Le principali Borse europee hanno aperto la seduta in ribasso con gli investitori preoccupati dalla continua scoperta di nuove varianti del Covid-19. L'indice Stoxx 600 cede lo 0,2%, il Dax30 di Francoforte lo 0,5%, il Cac40 di Parigi lo 0,4%, il Ftse100 di Londra lo 0,5% e l'Ibex35 di Madrid lo 0,1%.
Negativo il comparto auto. Le immatricolazioni di auto nuove in Europa (UE + EFTA + UK) a gennaio 2021 sono diminuite del 25,7% (rispetto a gennaio 2020) a 842.835 veicoli. Lo ha annunciato l'associazione dei costruttori di auto europei (ACEA).
Tra i titoli in evidenza Kering -8%. Il gruppo del lusso ha comunicato per l'intero 2020 un declino dei profitti netti da 2,31 a 2,15 miliardi di euro. L'ex Ppr ha registrato un crollo dei ricavi del 18% annuo a 13,10 miliardi di euro, sotto ai 13,26 miliardi stimati dagli analisti.
Vivendi -0,3%. L'agenzia Moody's ha peggiorato l'outlook sul rating "Baa2" del gruppo media a "negativo" da "stabile" dopo l'annuncio dell'operazione Universal Music Group.
Nestlé -0,3%. Il colosso alimentare ha comunicato di avere raggiunto l'accordo per la cessione di Nestle Waters North America a una cordata composta da One Rock Capital Partners e Metropoulos & Co. per 4,3 miliardi di dollari. La dismissione del business delle acque minerali riguarda celebri marchi in Nordamerica come Poland Spring e Ice Mountain ma non i brand premium internazionali Perrier, S. Pellegrino e Acqua Panna. L'operazione era già stata anticipata in giugno dal gruppo elvetico, che aveva sottolineato di volere focalizzare le attività proprio sul segmento premium. Strategia adottata in agosto anche per il mercato cinese, con la dismissione dei marchi locali.

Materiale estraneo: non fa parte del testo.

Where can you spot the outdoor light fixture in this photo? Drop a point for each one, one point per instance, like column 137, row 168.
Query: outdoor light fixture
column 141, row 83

Rio Tinto +1%. Il gruppo minerario ha annunciato un payout record di 9 miliardi di dollari per i suoi azionisti. Rio Tinto ha comunicato per il 2020 un balzo del 22% annuo dei profitti netti a 9,77 miliardi di dollari. Performance sostenuta dal recupero dei corsi dell'iron ore che ha spinto in rialzo del 20% annuo l'utile underlying a 12,45 miliardi di dollari, contro gli 11,75 miliardi del consensus di Vuma. Il gruppo ha parallelamente annunciato lo stacco di una cedola straordinaria di 93 centesimi per azione.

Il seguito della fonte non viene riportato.